Post-war America saw the notable development of many close relationships between painters and poets. Joe Brainard remains among the few figures of that fruitful period remembered for shifting deftly between visual and narrative media, and for playing both roles successfully. Living in New York City in the 1960s and ’70s, Brainard became part of a thriving group of creative thinkers – visual artists and poets, many of them gay men – whose very public work made intimate address its central concern. Yet legal and social mandate required these men to obfuscate the details of their most intimate associations and desires, lest they expose themselves as gay. Collage became a defining mode of expression for these artists.
We associate particular concepts with certain words and images, but the flexible medium of collage allows artists to recontextualize both image and text, producing new connections and meanings.

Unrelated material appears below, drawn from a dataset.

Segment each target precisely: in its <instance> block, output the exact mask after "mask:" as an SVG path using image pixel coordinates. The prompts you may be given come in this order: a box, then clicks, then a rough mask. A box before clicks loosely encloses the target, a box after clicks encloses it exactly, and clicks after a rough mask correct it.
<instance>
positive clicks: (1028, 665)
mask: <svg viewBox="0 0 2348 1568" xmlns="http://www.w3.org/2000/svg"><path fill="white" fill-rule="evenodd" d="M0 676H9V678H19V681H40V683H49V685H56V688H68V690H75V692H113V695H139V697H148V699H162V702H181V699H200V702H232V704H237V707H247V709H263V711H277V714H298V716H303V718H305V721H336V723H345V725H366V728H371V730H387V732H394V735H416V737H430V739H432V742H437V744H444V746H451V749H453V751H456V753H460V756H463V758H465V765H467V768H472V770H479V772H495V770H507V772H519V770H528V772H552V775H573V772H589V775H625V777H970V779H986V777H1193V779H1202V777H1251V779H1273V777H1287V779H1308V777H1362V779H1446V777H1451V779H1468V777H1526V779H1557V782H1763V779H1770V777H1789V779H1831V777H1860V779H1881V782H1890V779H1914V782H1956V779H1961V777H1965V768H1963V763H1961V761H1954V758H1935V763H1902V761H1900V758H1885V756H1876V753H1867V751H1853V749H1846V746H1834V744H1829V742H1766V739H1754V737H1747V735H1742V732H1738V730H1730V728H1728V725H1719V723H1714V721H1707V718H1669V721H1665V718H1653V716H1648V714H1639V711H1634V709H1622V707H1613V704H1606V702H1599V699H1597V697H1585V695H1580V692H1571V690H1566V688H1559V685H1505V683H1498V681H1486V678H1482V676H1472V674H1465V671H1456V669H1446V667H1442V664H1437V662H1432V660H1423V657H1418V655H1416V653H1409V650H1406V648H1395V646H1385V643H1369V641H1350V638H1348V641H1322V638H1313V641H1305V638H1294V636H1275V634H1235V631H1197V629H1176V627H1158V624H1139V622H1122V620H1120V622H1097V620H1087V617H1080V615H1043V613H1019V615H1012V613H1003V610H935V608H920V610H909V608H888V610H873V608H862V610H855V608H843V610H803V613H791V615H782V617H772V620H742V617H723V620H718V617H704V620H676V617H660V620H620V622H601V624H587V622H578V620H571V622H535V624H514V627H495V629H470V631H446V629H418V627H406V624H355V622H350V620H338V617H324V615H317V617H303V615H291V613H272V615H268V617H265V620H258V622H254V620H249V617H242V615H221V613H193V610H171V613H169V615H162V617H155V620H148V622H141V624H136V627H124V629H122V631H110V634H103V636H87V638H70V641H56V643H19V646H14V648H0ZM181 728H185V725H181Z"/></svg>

Brainard’s Matches (1975) features a horseracing ticket pasted beneath a book of matches, mostly spent, with gouache dampening or accentuating particular elements of the composition. The combination of the spent matches and ticket imply the duration of an activity – perhaps a day at the track – and thus the artwork becomes an eminently recognizable record of a moment of leisure passed.
Brainard’s greatest strength lay in the production of artworks that, like Matches, suggest a familiarity or intimacy that cannot be completely articulated. In Untitled (1978), Brainard cultivates a sense of intimacy among artist, object, and audience with what appears to be an outgoing letter to a universal recipient – you. That the recipient of the letter is simply you implicates a romantic relationship, without regard to the gender of the recipient. This presents a subtle challenge to the fixedness of normative male–female sexuality. By producing a work that looks like a letter, Brainard situates himself within the vernacular of mail art – a network of mostly gay male artists and their patrons, which began to circulate small-scale work through the United States Postal Service during the post-war period. Untitled, in particular, points to the artist’s lasting interest in fostering community through communication, whether subtle or overt.
In Untitled (XXX…) (1977), Brainard has collaged a blue heart and a strip of handwritten X’s over assorted patterned papers. We assume that this strip of X’s stands in for an emotive message, but the meaning of this message is not communicated and cannot be accessed; the X’s only insinuate intimate expression to the viewer. The jumble of collaged papers serving as background displays both decorative floral patterns and straitlaced grids, a formal juxtaposition that produces a subtle tension underneath the opaque X’s. It is through careful consideration of these three works as a whole that we can come to understand how Brainard, engaged as he was with questions of language, intimacy, and communication, found the conceptual mobility of collage and universally-addressed language so compelling as he traversed the challenges of what could and could not be said.